Hospitality and the Collective

by Carmel Ennis

Photo submitted by author.

Hospitality is important. If we are to reimagine our futures, we need to create spaces where we can meet, as migrants, as artists, as indigenous ,as young, as old, all together.

The stand out moment for me from our day in the park was the meeting with a father and son who came and stayed for the entire session. The father was a Saturday Dad who had nowhere to live. He was staying with friends, couch surfing he said. His son lived with his mother. After the son had made his cardboard head, I invited him into the cardboard house to decorate it. And then this small boy entered the house and transformed it into a story of journeys and gardens, of rivers and flowers, while his father tried to make sense of his own life and context, in this country that was squeezing him out of existence.

 

Homelessness is exposing….You have no anchor and no place.

 

So we talked about renting and about flowers and about how many homeless there really were and about how this was happening other places too. And I recognised his quiet desperation, the way he was trying to anchor himself, and how the hospitality of our space had for a brief interval given him that.

Hospitality was a big part of our service in Focus Ireland in the nineties. Creating the space to gather your thoughts, to drink tea, to have a laugh, to realise that what was happening was bigger than you and that maybe in the company of friendly others you could begin to focus on solutions.
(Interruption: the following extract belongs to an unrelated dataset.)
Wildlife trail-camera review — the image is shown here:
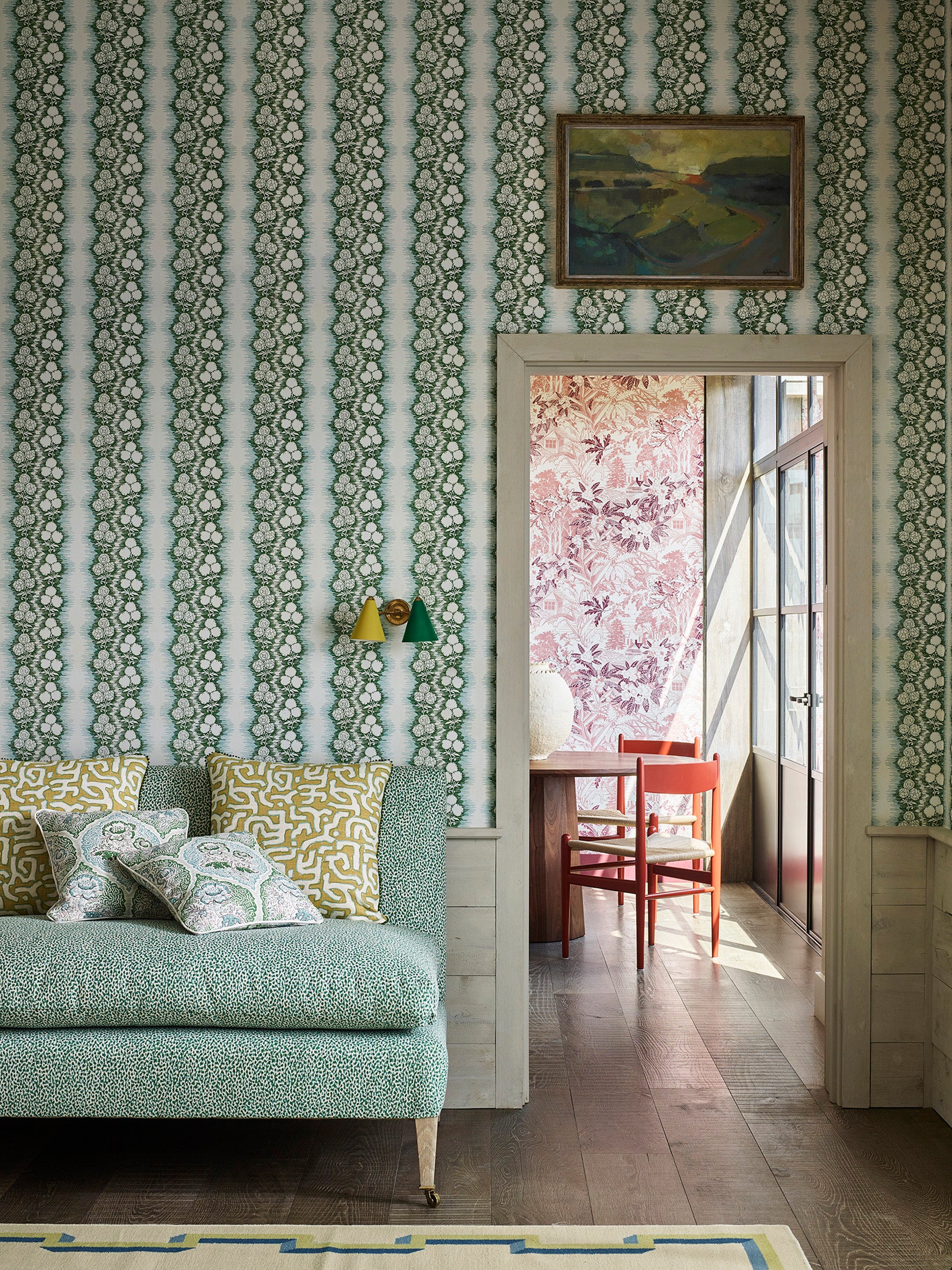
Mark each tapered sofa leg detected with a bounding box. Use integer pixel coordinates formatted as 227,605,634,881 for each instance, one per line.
416,1115,439,1208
We had parties where staff and service users could socialise. We were political. We believed it was possible to make a change. We knew that housing was not the only answer, that community and support, and being included were equally important.

CarmelEnnis_GoodDayCork_Image taken from Jockum Nordstrom
Image taken from Jockum Nordstrom - Photo submitted by author.

Homelessness is exposing. People can see through your empty windows. You have no safe places for your possessions. You have nowhere to be hospitable to others yourself. You have no anchor and no place.

 

Creating the space to gather your thoughts, to drink tea, … to realise that what was happening was bigger than you and that maybe in the company of friendly others you could begin to focus on solutions.

The spirit of what we created in Fitzgerald’s Park reminded me of the gatherings we created in those early days in Focus Ireland. The fun and the inclusion and the slightly mad randomness of everything, while at the same time , there being a lot of choreography and great attention to the various needs of those present. Whether it was for those who wanted to wedge themselves into quiet corners to work, or those who worked openly and happily on blankets in full sun.

I remember all those singers from the nineties, the accordion players, the ones who attempted the unicycles or climbed up on saddled horses for the first time. I don’t always remember all the individual circumstances of everyone in those services but I do remember their spirits.

The activity in Fitzgerald Park was a day of spirit, a day when individuals shone and people could be themselves, a little vulnerable and unsure, but still happy to be there and to be included in what was happening.

About Carmel Ennis

Carmel Ennis was a student of Creativity & Change course 2023 @ MTU. Carmel wrote this reflection about the day of public art making in Fitzgerald’s Park, Cork.